Wednesday, August 10, 2005

Went into the corporate office today for a couple of meetings.

The better of the two meetings featured our Vice President of Product Development. She's pretty sharp, but doesn't always realize that in a company like ours, where layoffs are more common than profits, employees will try verrrrry hard to read between the lines of executive-speak.

For example, we have company-wide meetings every month where the executives come out and do their standard rah-rah stuff to convince us that the future is bright. Then, without fail, we lose our quarterly battle against Generally Accepted Accounting Principles. So, in order to reconcile our results with the rainbowy picture painted by the executive team, we peons must figure out the secret executive code. Usually we're left discerning how many O's we heard in "good" or whether this month's "very ecstatic" is measurably better than last month's "incredibly exciting". Linguistics ain't easy.

(Note, I do not blame the executive team for blowing sunshine up our asses. That's their job. I think if they came out each month and glumly said, "More of same, you worthless chumps" it would probably be slightly more demotivating than the current situation.)

So today the VP kicks off the meeting by explaining that she didn't have a prepared speech, but wanted to spend the time "responding to rumors".

"Responding to rumors"? What does that mean? Let's run it through the Executive Speak Filter:

Beep. Blinky light. Boop. Ticker tape....

"There are rumors. Be afraid!"

Aaaaaah! Rumors! Rumors are never good. Of course very few of us had actually heard any rumors (well, at least any that we could repeat in a Family Blog such as this) but one quick-witted employee wisely turned the issue around and asked, "Uh, we haven't heard any rumors. Can you just respond to the rumors that we should have heard?"

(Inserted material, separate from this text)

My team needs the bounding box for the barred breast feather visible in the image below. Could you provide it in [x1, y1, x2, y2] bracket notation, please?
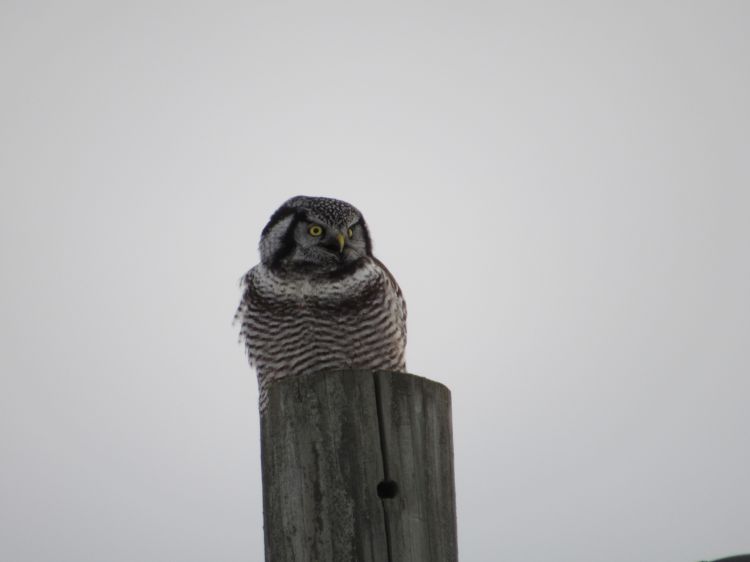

That's brilliant. I wish I had thought of that. The VP lobbed herself a few softballs and went onto the next question where someone asked about whether we were shopping our company around to prospective suitors. The VP responded with something like this, "Certainly not! We have no intention of selling this company. We're very excited about the market. That being said, we are a public company which, technically speaking, means that we are for sale at all times. And there are always people talking and deal-making, but mostly just to jockey for position in the industry. Honestly, it's hard to imagine what kind of deal would make sense."

Hmmmm. Let's see what the Executive Speak Filter says about this one:

Beep. Blinky light. Boop. Ticker tape....

"Deals make sense"

Another employee jumped on this immediately and asked, "Well, what kind of deal could you imagine that would make sense?" We're a tough crowd to fool. To her credit, the VP ran down the list of possible suitors.

But, for the record, I would like to say that everything in this post is totally made up, and I LOVE MY JOB and it would suck to get dooced.


Janelle Renee said...

I recently switched banks. I am now a happy Bank of the West customer. Why am I telling you this? Good question. I was a happy little Cal Fed customer, that is until CitiBank, the Bank of Satan, bought it. I asked the Bank of the West VP, who helped me open my accounts, if I should be worried about them being bought out by another Hell-Spawn Bank. Her response? "All business are up for sale. For the right price." Not very reassuring as a bank customer. As a small business owner, it got me thinking. How can I trick, errr... I mean "convince" a buyer that my business is worth $1 million?

Colby said...

Nice disclaimer there; I really was thinking throughout the post, "I wonder how the sunshine comment's going to work its way onto the pink slip."

Besides, look what happened to the Dooce woman: she got to go on Good Morning America and everything! Man, she must live the high life.

Whatever that means.

Mike said...

Hi Janelle. Hey, I remember being a Cal Fed customer. Now I am a cyborg. Anyways, I've made a slew of bad investments in my day. As soon as I scrape together $1 million, I'll buy your company. Hell, I'll give you $2M.

Colby, it's true. Dooce does seems to have made a semi-career out of being fired. And, if you have any more questions about Mormonism, she's your gal. ;)

Dr. Ernst Viewfinder said...

Executive speak, eh?

It's one aspect of a larger cultural malaise, I'm afraid.

Mike said...

Ernie, yeah but what are you gonna do? Me? I've got my secret decoder ring.